La fièvre malarienne sévit partout à Madagascar, ainsi qu’à Nossi-Bé, même aux endroits où il n’y a pas le moindre marais. Elle y sévit sous toutes ses formes, avec tous ses types, depuis l’accès le plus simple jusqu’à celui qui se termine en quelques heures par la mort. De l’avis des médecins[1] les plus compétens, c’est une intoxication produite par un miasme qui proviendrait de matières organiques en décomposition dans le sol.

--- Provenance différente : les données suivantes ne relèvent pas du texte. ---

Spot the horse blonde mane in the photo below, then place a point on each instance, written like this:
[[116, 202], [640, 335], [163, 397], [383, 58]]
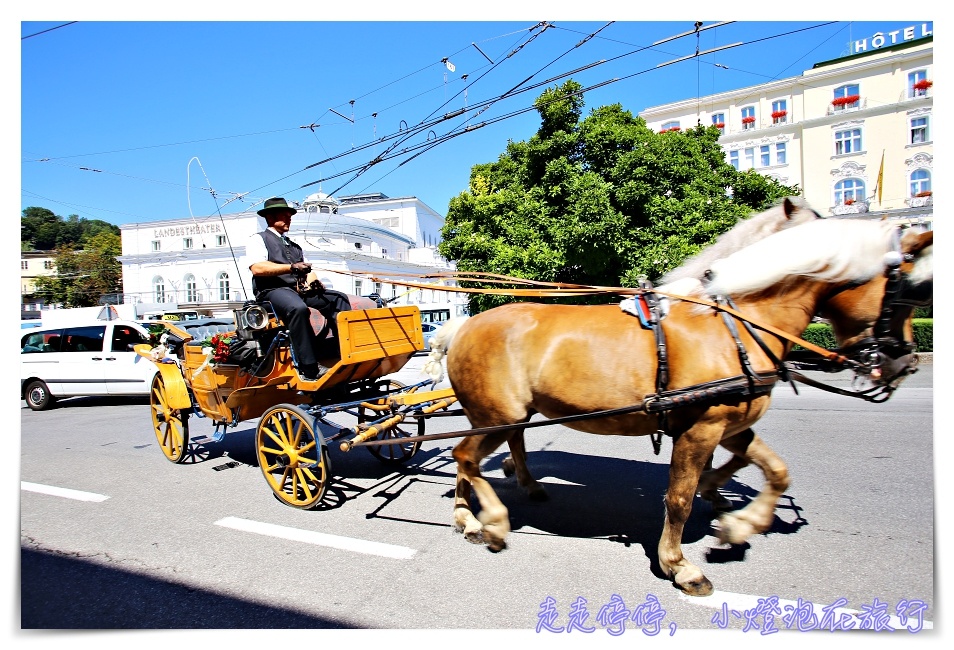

Il n’y a qu’un remède pour l’Européen dès qu’il se sent atteint des fièvres, c’est de partir pour la France et pour la Réunion; encore beaucoup de malades meurent-ils pendant la traversée ou peu après leur arrivée. Pourrons-nous faire une expédition d’une certaine importance à Madagascar sans y remuer de la terre? C’est douteux, et pourtant il faudra bien s’en garder, car ouvrir des routes, abattre des arbres, creuser le sol même superficiellement, serait déchaîner la mort, une mort foudroyante, sur les hommes. En 1841, la Dordogne, qui amenait des soldats destinés à l’occupation de Nossi-Bé, mouilla sous la montagne de l’Okobé et les débarqua sur un emplacement situé entre la baie Antsiram-Bazaha, — plus tard la baie d’Hell-Ville, — et celle d’Ambanoro, pointe de terre assez élevée et faiblement défendue. Les quelques travaux de campement et de défense qu’il fallut exécuter produisirent une telle explosion de fièvre qu’en peu de jours on perdit quatre-vingts hommes. Le nom de « Pointe à la fièvre » est resté à cet endroit, et les Malgaches eux-mêmes, qui ont été témoins de ces morts rapides, s’en éloignent et en parlent encore aujourd’hui avec terreur. Dans les îles de la mer des Indes comme dans celles de l’Océanie, sur les vieux continens d’Asie comme dans ceux du Nouveau-Monde, le même phénomène sinistre se produit invariablement dès qu’on remue une terre vierge de toute culture. Il est donc essentiel, avant de tenter quoi que ce soit d’important contre Madagascar, de bien connaître quels sont, sur son littoral, les points les plus salubres, ceux où il est possible de s’établir sans faire courir à nos soldats les risques d’un empoisonnement.


III.

S’il est vrai que les côtes de l’île de Madagascar sont généralement malsaines, il s’en trouve pourtant où l’Européen, s’il ne commet pas d’excès, peut se maintenir quelque temps sans crainte d’être

  1. Essai de géographie médicale, par M. Paul-Richard Deblenne, A. Parent.